Vol. 299, Issue 3, 1095-1105, December 2001

Pregabalin Enhances Nonrapid Eye Movement Sleep

Takeshi Kubota, Jidong Fang, Leonard T. Meltzer and James M. Krueger

Department of Veterinary and Comparative Anatomy, Pharmacology, and Physiology, Washington State University, College of Veterinary Medicine, Pullman, Washington (T.K., J. F., J.M.K.); and Central Nervous System Pharmacology, Pfizer Global Research and Development, Ann Arbor Laboratories, Ann Arbor, Michigan (L.T.M.)

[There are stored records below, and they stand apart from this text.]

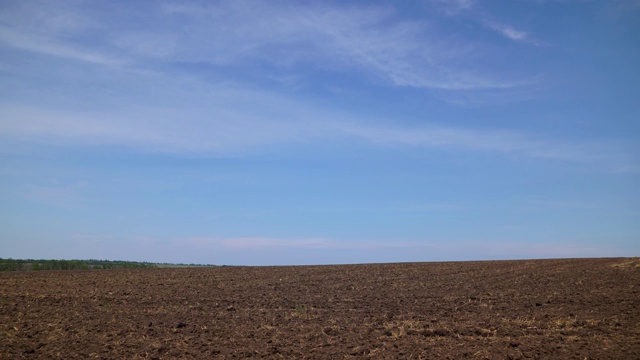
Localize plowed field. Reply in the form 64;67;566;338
0;258;640;360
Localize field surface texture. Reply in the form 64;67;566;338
0;258;640;360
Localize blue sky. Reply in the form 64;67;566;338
0;0;640;265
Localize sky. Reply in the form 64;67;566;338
0;0;640;265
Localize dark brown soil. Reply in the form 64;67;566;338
0;258;640;360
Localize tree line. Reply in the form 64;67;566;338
0;258;157;271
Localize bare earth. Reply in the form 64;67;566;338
0;258;640;360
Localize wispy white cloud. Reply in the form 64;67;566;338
484;21;529;41
0;26;126;66
25;181;88;208
0;1;522;90
0;100;610;162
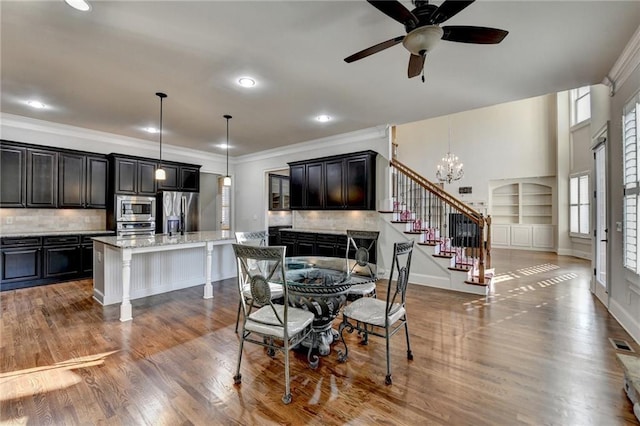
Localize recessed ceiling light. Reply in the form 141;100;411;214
27;99;47;109
238;77;256;87
64;0;91;12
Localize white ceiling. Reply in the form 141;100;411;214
0;0;640;156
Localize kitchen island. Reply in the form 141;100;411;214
93;231;237;321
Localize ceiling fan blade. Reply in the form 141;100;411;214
442;25;509;44
367;0;418;28
344;36;404;63
407;55;426;78
431;0;475;24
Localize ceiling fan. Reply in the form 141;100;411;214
344;0;508;82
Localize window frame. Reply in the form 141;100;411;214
621;93;640;275
569;171;592;238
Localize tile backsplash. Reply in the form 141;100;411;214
0;209;107;235
293;210;380;231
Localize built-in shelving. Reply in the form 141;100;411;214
489;178;554;250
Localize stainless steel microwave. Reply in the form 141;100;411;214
116;195;156;223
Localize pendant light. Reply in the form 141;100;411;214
156;92;167;180
222;114;232;186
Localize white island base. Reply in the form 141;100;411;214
93;231;237;321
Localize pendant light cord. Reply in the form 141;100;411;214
156;92;167;168
224;114;232;177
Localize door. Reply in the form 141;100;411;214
591;129;609;307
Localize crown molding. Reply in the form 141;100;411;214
236;125;390;163
602;26;640;96
0;112;225;161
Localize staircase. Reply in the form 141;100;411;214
380;159;494;294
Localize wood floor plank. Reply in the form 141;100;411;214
0;250;640;426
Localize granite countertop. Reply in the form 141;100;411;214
280;228;347;235
93;231;236;249
2;229;116;238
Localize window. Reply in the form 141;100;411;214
218;177;231;231
569;173;590;237
570;86;591;126
622;94;640;274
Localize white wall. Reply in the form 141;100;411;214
232;126;389;230
396;95;556;201
0;113;233;175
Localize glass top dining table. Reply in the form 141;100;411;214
285;256;375;356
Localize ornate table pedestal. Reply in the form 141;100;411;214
287;257;371;356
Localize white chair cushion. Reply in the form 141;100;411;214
244;305;314;339
342;297;405;327
347;282;376;296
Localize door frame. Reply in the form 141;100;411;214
591;122;611;308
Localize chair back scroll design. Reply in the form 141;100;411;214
338;240;414;385
235;231;282;333
345;229;380;301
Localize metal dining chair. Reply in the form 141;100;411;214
236;231;283;333
345;229;380;301
233;244;314;404
338;241;414;385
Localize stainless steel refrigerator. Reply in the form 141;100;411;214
156;191;200;234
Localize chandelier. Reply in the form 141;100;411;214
436;121;464;183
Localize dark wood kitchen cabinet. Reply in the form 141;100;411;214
110;155;157;196
280;229;377;263
0;232;115;290
27;148;58;208
85;155;109;209
289;151;377;210
58;152;108;209
269;174;289;211
289;161;325;210
0;140;108;209
0;144;27;208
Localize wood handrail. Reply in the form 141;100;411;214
390;160;485;227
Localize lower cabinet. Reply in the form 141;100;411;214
280;231;370;263
0;233;111;290
491;224;555;251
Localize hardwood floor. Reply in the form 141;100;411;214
0;250;640;425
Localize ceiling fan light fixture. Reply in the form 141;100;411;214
64;0;91;12
402;25;444;56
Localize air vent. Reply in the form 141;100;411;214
609;338;635;352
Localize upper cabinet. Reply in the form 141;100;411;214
289;151;377;210
58;153;108;209
0;140;108;209
109;154;157;196
27;148;58;208
269;174;290;210
158;162;200;192
0;144;27;207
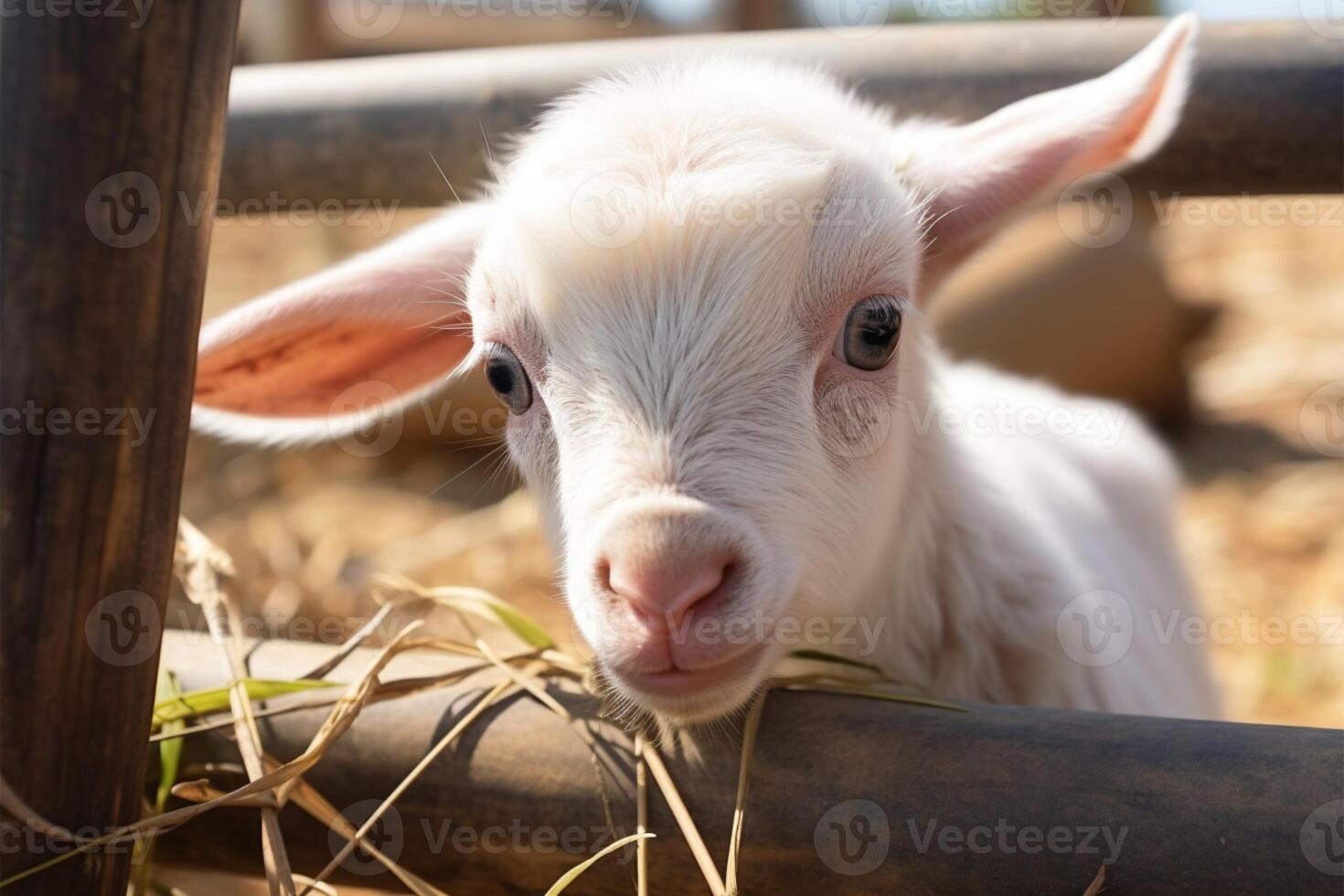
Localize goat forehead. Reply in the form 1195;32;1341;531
504;57;890;188
496;155;828;327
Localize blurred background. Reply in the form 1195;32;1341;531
181;0;1344;752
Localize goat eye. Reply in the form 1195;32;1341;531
485;346;532;414
835;295;901;371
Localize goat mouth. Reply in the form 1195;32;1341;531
615;646;763;699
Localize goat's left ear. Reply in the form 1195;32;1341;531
894;14;1199;295
191;203;491;444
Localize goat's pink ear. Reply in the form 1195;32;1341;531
895;14;1199;294
192;203;489;444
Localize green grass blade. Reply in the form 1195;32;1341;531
783;684;970;712
378;575;555;650
546;834;656;896
155;667;187;813
154;678;341;728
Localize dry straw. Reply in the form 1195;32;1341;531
0;520;960;896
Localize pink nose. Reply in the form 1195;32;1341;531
603;550;732;626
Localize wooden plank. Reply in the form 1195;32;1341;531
152;632;1344;896
220;19;1344;211
0;0;238;896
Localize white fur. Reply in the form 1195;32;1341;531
196;17;1216;721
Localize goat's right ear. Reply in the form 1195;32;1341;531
191;203;491;444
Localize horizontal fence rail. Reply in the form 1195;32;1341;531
220;19;1344;211
149;632;1344;896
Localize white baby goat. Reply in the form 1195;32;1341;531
194;17;1216;722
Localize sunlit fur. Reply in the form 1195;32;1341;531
192;19;1216;724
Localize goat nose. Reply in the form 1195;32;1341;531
601;553;731;626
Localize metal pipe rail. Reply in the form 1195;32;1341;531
158;632;1344;896
220;19;1344;209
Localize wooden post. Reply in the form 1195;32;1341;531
0;0;238;896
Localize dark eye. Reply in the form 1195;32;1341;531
835;295;901;371
485;346;532;414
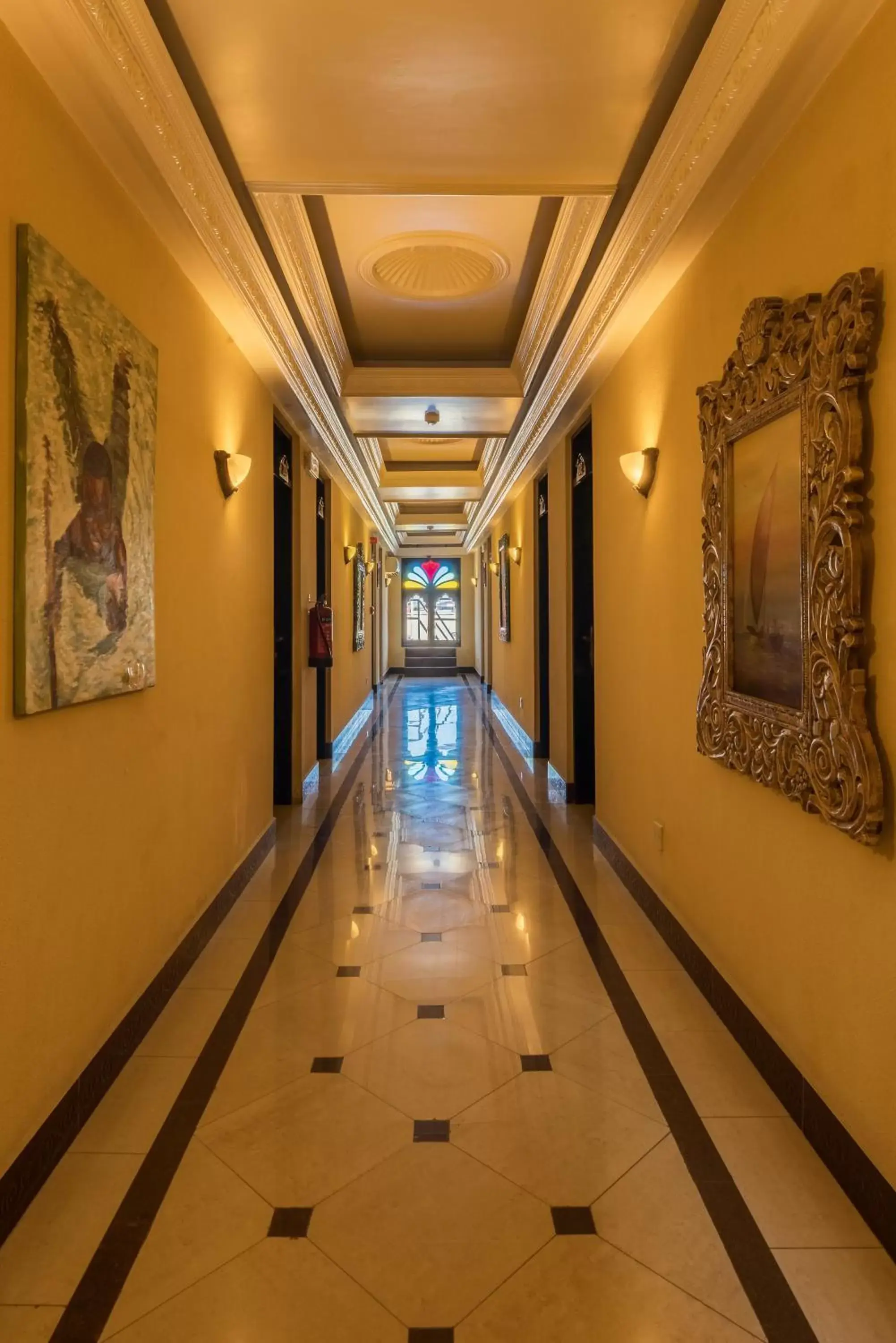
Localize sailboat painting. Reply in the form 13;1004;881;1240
731;410;803;709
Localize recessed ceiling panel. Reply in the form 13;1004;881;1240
318;195;559;363
171;0;699;195
342;396;521;438
380;436;481;463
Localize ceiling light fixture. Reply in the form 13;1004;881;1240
619;447;660;498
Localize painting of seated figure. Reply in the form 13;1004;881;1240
732;410;803;709
15;224;157;714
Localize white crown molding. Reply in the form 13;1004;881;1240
513;195;613;391
54;0;395;544
480;438;507;481
255;191;352;392
356;438;383;481
466;0;880;548
246;177;615;196
342;364;523;400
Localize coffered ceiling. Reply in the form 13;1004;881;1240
153;0;697;544
156;0;699;195
3;0;881;551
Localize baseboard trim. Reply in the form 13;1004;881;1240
593;817;896;1258
0;821;277;1245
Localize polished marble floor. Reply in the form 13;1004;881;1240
0;678;896;1343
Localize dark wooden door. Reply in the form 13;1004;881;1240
274;424;293;803
535;475;551;756
571;423;594;803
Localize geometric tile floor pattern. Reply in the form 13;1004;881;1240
0;680;896;1343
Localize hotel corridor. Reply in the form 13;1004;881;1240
0;677;896;1343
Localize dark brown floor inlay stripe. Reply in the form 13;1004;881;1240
520;1054;554;1073
267;1207;314;1241
0;821;277;1245
50;677;401;1343
551;1205;598;1236
414;1119;452;1143
311;1054;342;1073
464;677;818;1343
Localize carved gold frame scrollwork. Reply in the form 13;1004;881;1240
697;269;884;843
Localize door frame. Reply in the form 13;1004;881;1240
271;418;295;806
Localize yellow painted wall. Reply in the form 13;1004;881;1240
329;481;372;741
492;494;537;737
388;555;476;667
548;438;574;783
594;3;896;1182
0;28;273;1170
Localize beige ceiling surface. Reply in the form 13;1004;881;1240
380;438;480;462
171;0;699;193
318;195;548;360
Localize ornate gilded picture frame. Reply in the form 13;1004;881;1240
352;541;367;653
697;269;884;843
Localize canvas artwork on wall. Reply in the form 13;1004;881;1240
499;532;511;643
15;224;157;714
731;410;803;709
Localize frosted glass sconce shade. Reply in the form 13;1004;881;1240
619;447;660;498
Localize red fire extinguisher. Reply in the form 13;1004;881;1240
307;596;333;667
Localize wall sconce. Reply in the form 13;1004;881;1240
619;447;660;498
215;447;252;500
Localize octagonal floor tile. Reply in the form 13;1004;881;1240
203;967;416;1124
103;1240;407;1343
295;905;419;966
591;1136;763;1338
364;941;501;1003
447;909;579;966
103;1139;271;1338
342;1021;520;1119
446;975;613;1054
309;1143;554;1322
201;1069;412;1207
396;888;488;932
529;939;610;1006
552;1013;665;1124
456;1236;755;1343
452;1072;668;1206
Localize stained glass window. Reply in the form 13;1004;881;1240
401;559;461;647
401;560;461;588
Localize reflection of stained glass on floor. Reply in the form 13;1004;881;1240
404;696;460;783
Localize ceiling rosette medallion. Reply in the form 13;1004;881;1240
357;231;511;302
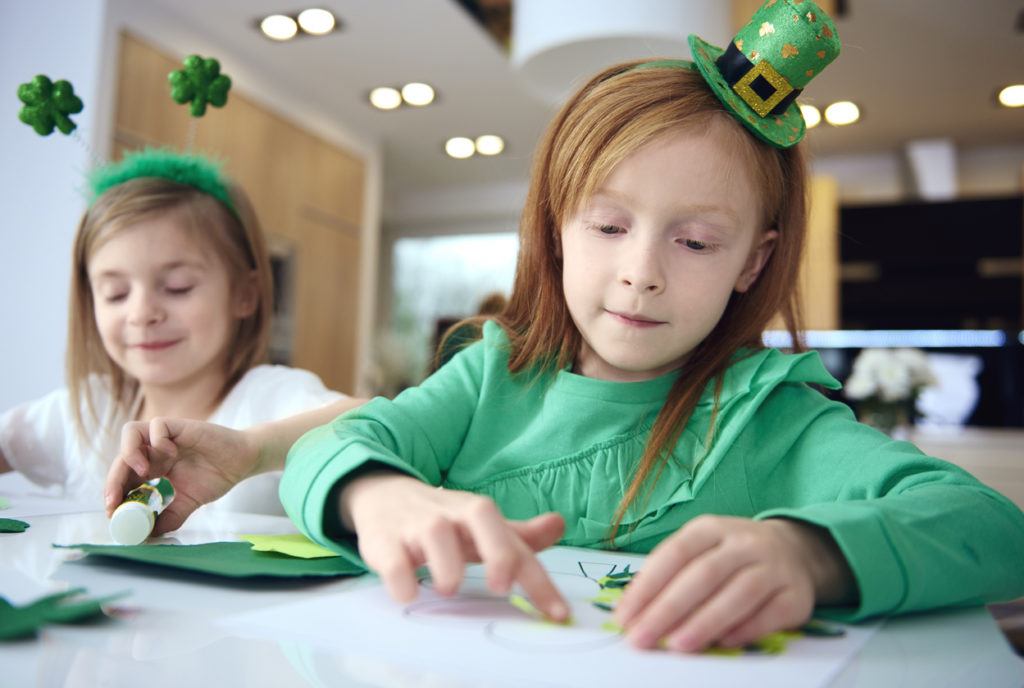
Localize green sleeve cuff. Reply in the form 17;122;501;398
279;425;429;569
755;502;906;621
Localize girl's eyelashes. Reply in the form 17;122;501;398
679;239;711;252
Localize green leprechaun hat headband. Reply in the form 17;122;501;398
689;0;840;148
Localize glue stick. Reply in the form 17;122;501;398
111;478;174;545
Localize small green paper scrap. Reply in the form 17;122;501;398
239;532;341;559
0;518;29;532
0;588;128;641
509;593;575;626
167;55;231;117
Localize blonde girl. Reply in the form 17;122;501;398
0;149;362;522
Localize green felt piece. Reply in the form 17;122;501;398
0;518;29;532
0;588;128;641
54;543;365;578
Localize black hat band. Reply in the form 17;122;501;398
715;42;803;117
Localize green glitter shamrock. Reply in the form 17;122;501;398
17;74;82;136
167;55;231;117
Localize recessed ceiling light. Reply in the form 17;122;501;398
401;82;434;105
476;134;505;156
444;136;476;160
999;84;1024;108
370;86;401;110
259;14;299;41
299;8;334;36
800;105;821;129
825;100;860;127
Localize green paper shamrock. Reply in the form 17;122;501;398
17;74;82;136
167;55;231;117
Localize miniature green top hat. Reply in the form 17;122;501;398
689;0;840;148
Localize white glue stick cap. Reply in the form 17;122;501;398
111;502;157;545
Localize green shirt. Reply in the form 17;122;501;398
281;323;1024;619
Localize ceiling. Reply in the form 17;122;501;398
132;0;1024;200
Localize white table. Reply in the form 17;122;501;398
0;489;1024;688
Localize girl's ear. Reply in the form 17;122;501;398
733;229;778;292
233;270;260;319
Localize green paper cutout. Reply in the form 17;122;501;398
17;74;82;136
54;543;366;578
573;562;846;656
0;588;128;640
167;55;231;117
509;593;575;626
239;532;341;559
0;518;29;532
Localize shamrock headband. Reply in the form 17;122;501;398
618;0;840;148
89;148;239;215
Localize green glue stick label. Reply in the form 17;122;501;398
110;478;174;545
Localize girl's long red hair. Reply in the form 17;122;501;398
464;63;807;538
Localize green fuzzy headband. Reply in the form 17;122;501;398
89;148;239;215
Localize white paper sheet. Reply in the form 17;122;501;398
220;548;878;688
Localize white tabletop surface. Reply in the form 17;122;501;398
0;476;1024;688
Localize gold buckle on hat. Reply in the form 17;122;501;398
732;59;793;117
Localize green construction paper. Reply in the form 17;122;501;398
0;588;128;641
239;532;341;559
54;543;366;578
0;518;29;532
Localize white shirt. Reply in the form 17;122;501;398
0;366;344;515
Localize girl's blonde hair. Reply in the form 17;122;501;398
66;177;273;433
498;62;807;538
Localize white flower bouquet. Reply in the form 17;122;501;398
844;348;938;433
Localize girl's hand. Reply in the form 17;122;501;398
103;418;260;534
339;471;569;621
614;516;855;652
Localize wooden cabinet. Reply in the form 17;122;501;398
112;35;366;392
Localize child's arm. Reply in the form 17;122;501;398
615;516;856;652
338;470;569;621
103;397;366;534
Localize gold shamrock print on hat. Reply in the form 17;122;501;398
689;0;840;148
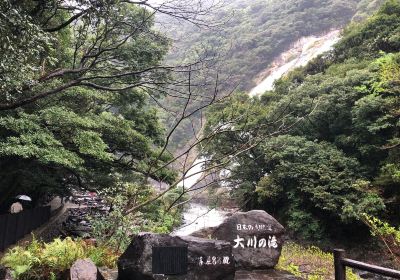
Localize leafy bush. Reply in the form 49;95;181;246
91;183;184;251
1;237;118;280
277;243;359;280
362;213;400;267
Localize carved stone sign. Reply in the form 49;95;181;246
152;246;188;275
212;210;285;269
118;233;235;280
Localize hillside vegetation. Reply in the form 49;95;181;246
204;0;400;243
168;0;383;90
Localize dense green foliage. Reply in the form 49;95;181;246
163;0;383;149
165;0;383;90
205;0;400;239
0;0;175;210
1;238;118;280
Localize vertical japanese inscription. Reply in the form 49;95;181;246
152;246;188;275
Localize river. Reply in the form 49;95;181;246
173;30;340;236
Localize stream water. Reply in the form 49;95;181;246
173;30;340;236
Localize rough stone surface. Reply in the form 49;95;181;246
211;210;285;270
70;259;103;280
235;269;301;280
118;233;235;280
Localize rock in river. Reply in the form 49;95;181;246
211;210;285;270
118;233;235;280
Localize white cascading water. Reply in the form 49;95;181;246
173;30;340;236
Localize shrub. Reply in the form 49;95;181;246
1;237;118;280
277;242;359;280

Pregabalin, an analog of -aminobutyric acid (GABA) that does not interact with GABA receptors, is in development as an analgesic, an anticonvulsant, and an anxiolytic. We evaluated the potential somnogenic actions of pregabalin in rats and compared it to those of triazolam, a widely used hypnotic. Pregabalin increased the duration of nonrapid eye movement sleep (NREMS) and decreased rapid eye movement sleep (REMS) after either dark onset or light onset administration. Triazolam increased duration of NREMS and had no effect on duration of REMS. Pregabalin markedly increased the duration of NREMS episodes and decreased the number of NREMS episodes. Power spectrum analysis revealed pregabalin-induced dose-dependent increases in relative delta power after administration. In contrast, triazolam decreased electroencephalographic power density in low frequency bands. Results suggest that pregabalin is a potential sleep modulating agent.